¿En qué se reconoce el simondonismo? Esta pregunta, lanzada desde el prólogo de este libro, y que se nos impone por el peso que adquiere hoy la obra de Simondon, debía necesariamente encontrar en su camino a Muriel Combes. Pues su intento se revela uno de los más consistentes a la hora de comprender el alcance de las tesis del pensador de la individuación, y de recorrer sus impensados, es decir amplificarlo.
No es este un libro cómodo. Combes tensiona en su lectura la letra de Simondon, como quien agita un líquido con el fin de descubrir sus valencias inherentes, o como quien talla la madera a fin de seguir sus vetas-fuerzas. Es decir, fiel a Simondon con el método de Simondon, busca reunir la letra con el espíritu, tensionarlas juntas, para inscribir una fidelidad rebelde, o una respetuosa infidelidad.

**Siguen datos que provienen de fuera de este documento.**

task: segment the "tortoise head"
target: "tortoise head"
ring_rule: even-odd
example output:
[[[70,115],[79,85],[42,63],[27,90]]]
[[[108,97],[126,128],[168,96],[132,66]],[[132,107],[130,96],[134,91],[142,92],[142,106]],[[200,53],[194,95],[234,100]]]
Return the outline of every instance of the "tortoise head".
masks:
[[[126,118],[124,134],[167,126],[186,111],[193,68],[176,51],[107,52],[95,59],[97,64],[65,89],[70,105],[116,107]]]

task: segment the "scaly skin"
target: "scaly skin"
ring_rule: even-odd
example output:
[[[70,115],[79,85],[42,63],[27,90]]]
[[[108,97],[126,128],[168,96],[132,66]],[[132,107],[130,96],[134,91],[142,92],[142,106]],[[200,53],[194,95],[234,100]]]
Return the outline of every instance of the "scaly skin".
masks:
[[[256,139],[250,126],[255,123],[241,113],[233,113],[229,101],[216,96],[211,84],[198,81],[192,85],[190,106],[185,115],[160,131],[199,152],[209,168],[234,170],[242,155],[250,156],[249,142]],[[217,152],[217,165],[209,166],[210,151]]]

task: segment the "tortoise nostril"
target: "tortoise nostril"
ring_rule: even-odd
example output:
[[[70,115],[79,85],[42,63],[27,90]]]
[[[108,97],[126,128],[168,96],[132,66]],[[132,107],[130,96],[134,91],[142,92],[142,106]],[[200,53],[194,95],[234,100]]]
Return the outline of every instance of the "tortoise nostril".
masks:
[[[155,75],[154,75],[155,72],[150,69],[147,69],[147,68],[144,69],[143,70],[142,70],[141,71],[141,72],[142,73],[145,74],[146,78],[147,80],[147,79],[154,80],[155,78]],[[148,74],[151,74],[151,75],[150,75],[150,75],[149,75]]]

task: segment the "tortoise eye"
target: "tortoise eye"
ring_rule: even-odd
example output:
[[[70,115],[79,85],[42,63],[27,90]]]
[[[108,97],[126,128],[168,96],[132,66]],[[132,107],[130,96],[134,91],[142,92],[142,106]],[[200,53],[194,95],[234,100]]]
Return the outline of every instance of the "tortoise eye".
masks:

Como Simondon no es Uno, como no podría serlo, conviven en él varios, y sus apuestas ético-políticas (que acompañan su filosofía) son también varias. Tenemos, dice Combes, junto al pensador-de- la-técnica, reformador de la educación, regulador de un modo de relación con las máquinas, el Simondon de lo transindividual, de la expresión en lo colectivo de la carga de ser preindividual que somos (exceso y no falta) y que nos impide cerrarnos en un individuo, que nos empuja a la transformación incesante, al afectar y ser afectado. Combes previene que el primero, sin el segundo, corre el peligro de “normar lo inmanente”. Y en un punto no se trata de elegir, ya que ambos “simondones” coexisten en Simondon, pero en otro, siempre se trata de elegir, ya que la lectura es acción sobre nosotros mismos, modo de vida.
Técnica y deseo, técnica y modo de vida, no hay relación que sea hoy más apremiante (pregnante y alienante), y es esto lo que podemos pensar a través de Simondon, con Muriel Combes, en un sentido liberador.